Abstract

Highlights

  • Wnt signaling is involved in the osteogenic differentiation caused by co-exposure to F and As.
  • Silencing GSK3ß can inhibit osteogenic differentiation caused by co-exposure to F and As.
  • Silencing DKK1 cannot inhibit osteogenic differentiation caused by co-exposure to F and As.
  • The interaction between F and As of the Wnt signaling occurs mainly as antagonism.

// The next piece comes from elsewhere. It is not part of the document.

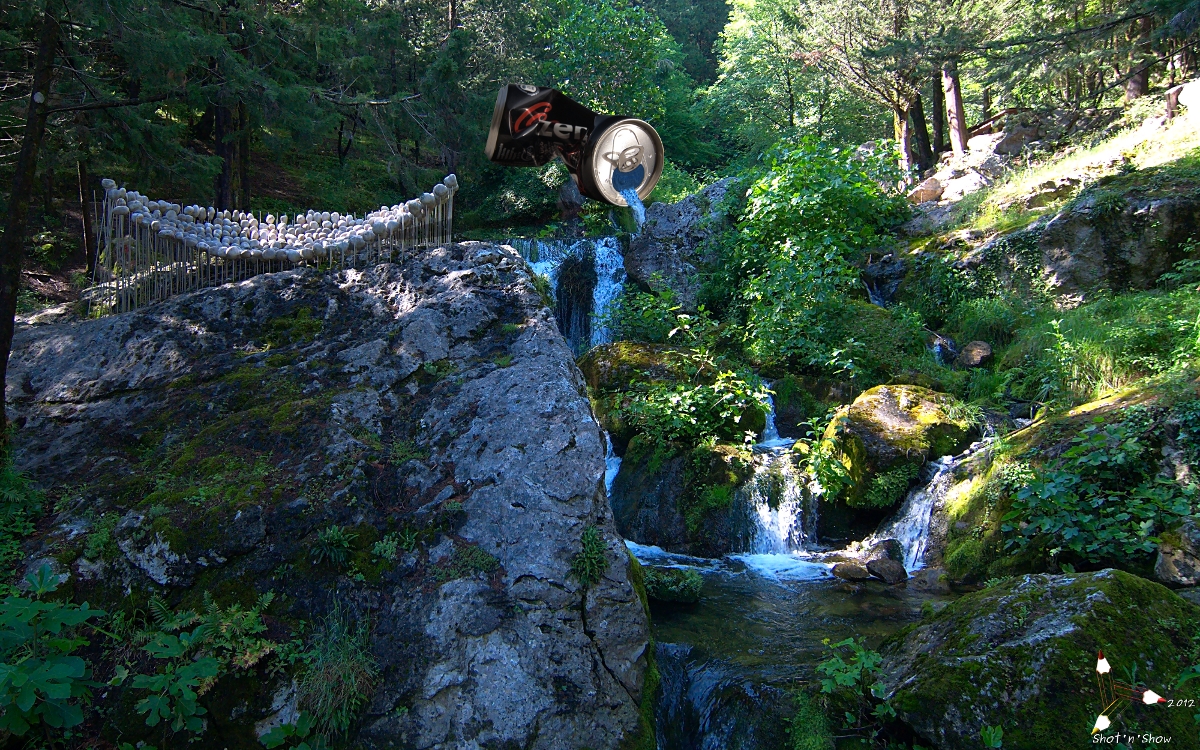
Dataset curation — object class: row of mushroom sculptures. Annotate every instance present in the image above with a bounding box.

Chronic exposure to combined fluoride (F) and arsenic (As) continues to be a major public health problem worldwide, attracting the attention of an increasing number of researchers. While bone is the main target organ of syndrome of endemic arsenic poisoning and fluorosis (SEAF), the specific mechanism and targeted intervention remains uncertain. The first question in this study sought to determine the interaction of F and As on the Wnt signaling pathway and its role in osteogenic differentiation in the SEAF population. As can be seen from the data, with the increase in exposure to F, the content of Wnt signaling inhibitor Dickkopf-related protein 1 (DKK1) gradually decreased, but the expression of glycogen synthase kinase-3ß (GSK3ß), ?-catenin and the osteogenic differentiation indicators pro-collagen I alpha 1 (COL1A1) and bone alkaline phosphatase (BALP) were increased. Next, we grouped the SEAF population according to urinary As and found that As can upregulate the GSK3ß, ß-catenin level and the bone formation bio-marker BALP in serum. But the experiments did not detect any evidence that As can change the content of DKK1 in serum. To better understand the combined effects of F and As on the Wnt signaling pathway, we performed further interaction analysis. These results suggest that the interaction of F and As can inhibit the GSK3ß, ß-catenin, COL1A1 and BALP. And DKK1 is mainly manifested by the independent effect of F. To further study the role of DKK1 and GSK3ß in fluoride-arsenic pollution combined with osteogenic differentiation, we attempted to silence the DKK1 and GSK3ß gene in hFOB 1.19 cells. The results show that F, As alone and in combination exposure can up-regulate GSK catenin transcription and protein expression levels and down-regulate DKK1, and COL1A1 and ALP are significantly increased, after silenced the DKK1. The same results did not appear after silenced the GSK3ß. F and As alone and in combination exposure did not reverse the inhibition of GSK3ß and ß-catenin by GSK3ß silencing, and COL1A1 and ALP are significantly decreased. The results indicate that silencing GSK3ß instead of DKK1 can inhibit osteogenic differentiation caused by co-exposure to fluoride and arsenic. This study can provide a scientific basis for further understanding the causes of bone formation caused by F and As and the improvement of targeted intervention strategies.